- I have been advocating for email newsletters for almost a decade.
- How something that has been around since at least the early 2000s is all of sudden the newest fad business model.
- Almost every client that I work with today, I help them either start or improve on an email newsletter.
With many of the email platforms today, it is so easy to plan an email newsletter. You need to decide on your audience, what content you are going to include and how often are you going to send the newsletter. That’s basically it!
2) Low Startup Cost.
Think about a magazine and the expenses involved. You need writers to create content or at the very least a source for re-publishing content. Then there is the cost of printing and distribution (mailing the magazine). Often there needs to be at least one person selling advertising. There is an editor and then someone to design graphics and the layout of the magazine.
3) The Simplest Publishing Product to Create.
If you think about how much time, effort and energy it takes to create a book, often it can take months to complete and publish.
4) Easy to Maintain and Create Content
One of the biggest benefits of an email newsletter is a lot of the content can be re-published from other sources. For instance, a blog post can be re-used as the primary content in the newsletter. Other pieces of content can be gathered to finish the newsletter. Even if someone creates content, the amount of time to write, gather and organize the content of each email is often only a couple of hours.
Plus, as the content is collected, it can be saved in a Google document. This makes putting the newsletter together simple by cutting and pasting the content into an email template.
5) Builds Trust With Subscribers Like Few Products Can.
The biggest advantage with the email newsletter is it builds relationships with the people on your list. As you share relevant information, products, content, and stories about your life, people start to get to know you on a personal level. People getting to know you and then relating to you, builds the know, like and trust factor.
The key to building relationships with email newsletters is to send them consistently at least once per week. Consistently showing up in the inbox and providing value is what builds trust. I like to think of email newsletters as building relationships on scale. The more people on your email list then the more lives you can impact.
6) Multiple Ways to Monetize the List
One of my favorite aspects of email newsletters and growing the list is there are so many ways to monetize the list. I have personally come up with 17 different ways to generate revenue from email newsletters. Here are a few of my favorite monetization methods.
a) Selling products – Selling products can be anything from books, online courses, or other physical products that are delivered to the customer’s home.
b) Affiliate products– affiliate products are products that you promote in your newsletter that are sold by another company. Normally you earn a commission on the number of products you sell. The other nice thing about affiliate products is that you do not have to fulfill the product. You just to your email list about the product in your newsletter.

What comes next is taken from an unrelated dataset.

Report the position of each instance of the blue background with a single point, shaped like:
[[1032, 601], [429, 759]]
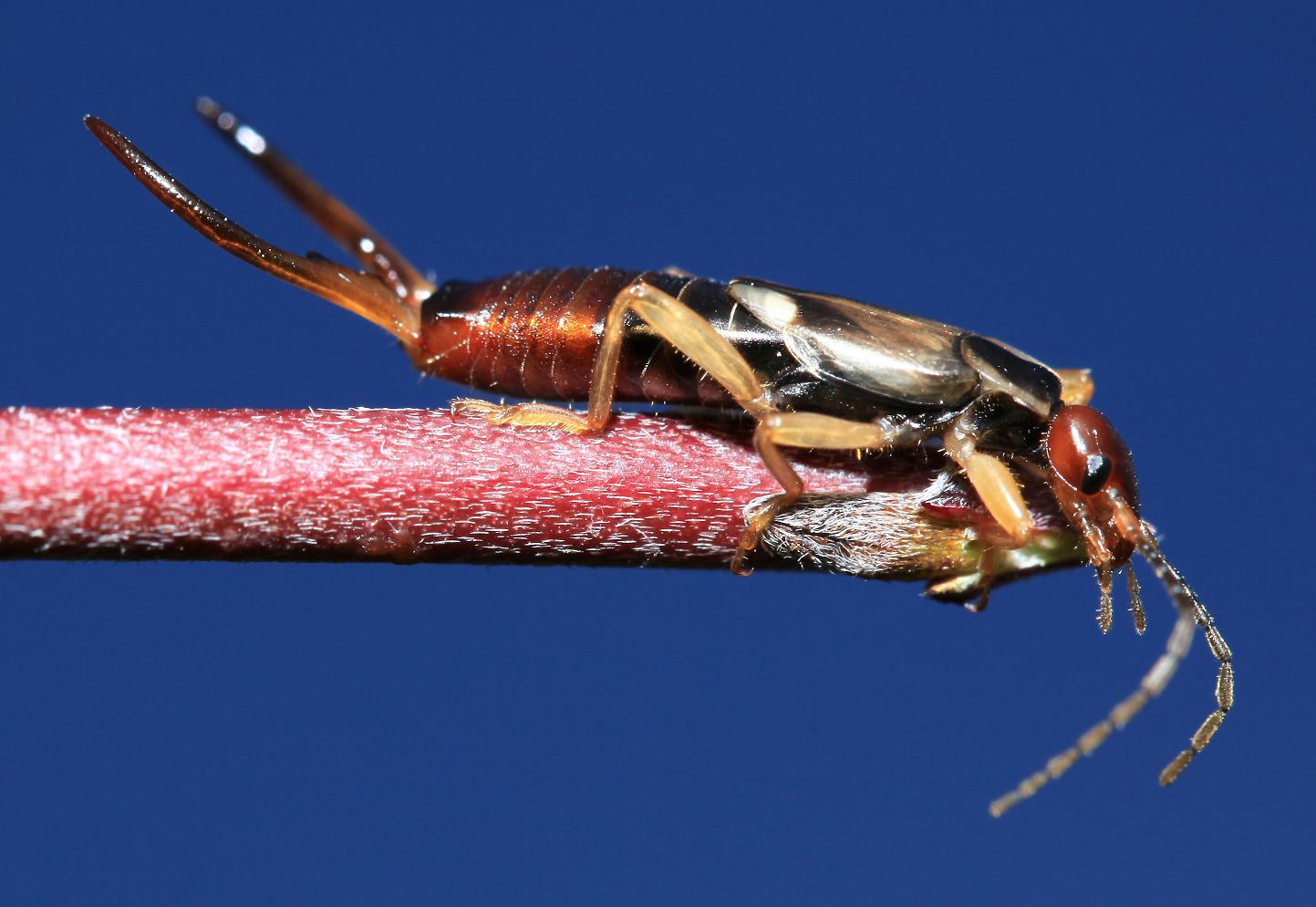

c) Sponsorships – with sponsorships you are paid by a company to promote their product to your email list. Sponsorships can be banner ads, text ads, or an entire email that promotes the product.
Sponsorships are normally sold on a flat rate or on a per thousand people on the list. For instance, if you have an email list of 10,000 subscribers, you may choose to offer a banner ad in your email newsletter for a flat fee of $125.
Once your email list hits 20,000 subscribers you may choose to switch the fee you charge to a per thousand email subscribers. Now imagine you charge $15/1000 subscribers for the same banner ad. Therefore, the fee for the banner ad to your email list of 20,000 subscribers would be $300 instead of $125.
It took the same amount of time to insert the banner ad in the email that is going to the 20,000 people as it did in the email going to 10,000 subscribers. The difference is you earned more than twice the revenue for the same banner ad. This is how an email newsletter provides compounding revenue as the size of the list grows.
If we go back to the magazine example, magazines built a subscriber list by getting people to pay to receive the magazine that was delivered to their home via the mail.
With email newsletters, all you need is a way to get someone to join your email list. This is much easier than requiring someone to pay to subscribe to a magazine.
Plus, think about this. I often think the number of subscribers on the email list is comparable to fans visiting a sports stadium. If there are 5,000 people on an email list, then this is comparable to a local AAA baseball stadium. Fifteen thousand people on an email list is like a college basketball stadium. Fifty thousand people on an email list is like communicating with a college football stadium. Seventy-five thousand people on an email list is like emailing an entire professional football stadium.
The size of the email list is one of the most scalable aspects of any publishing business today. Plus, as the size of the list grows, if you continue to maintain and build a relationship with the list then revenue should increase also.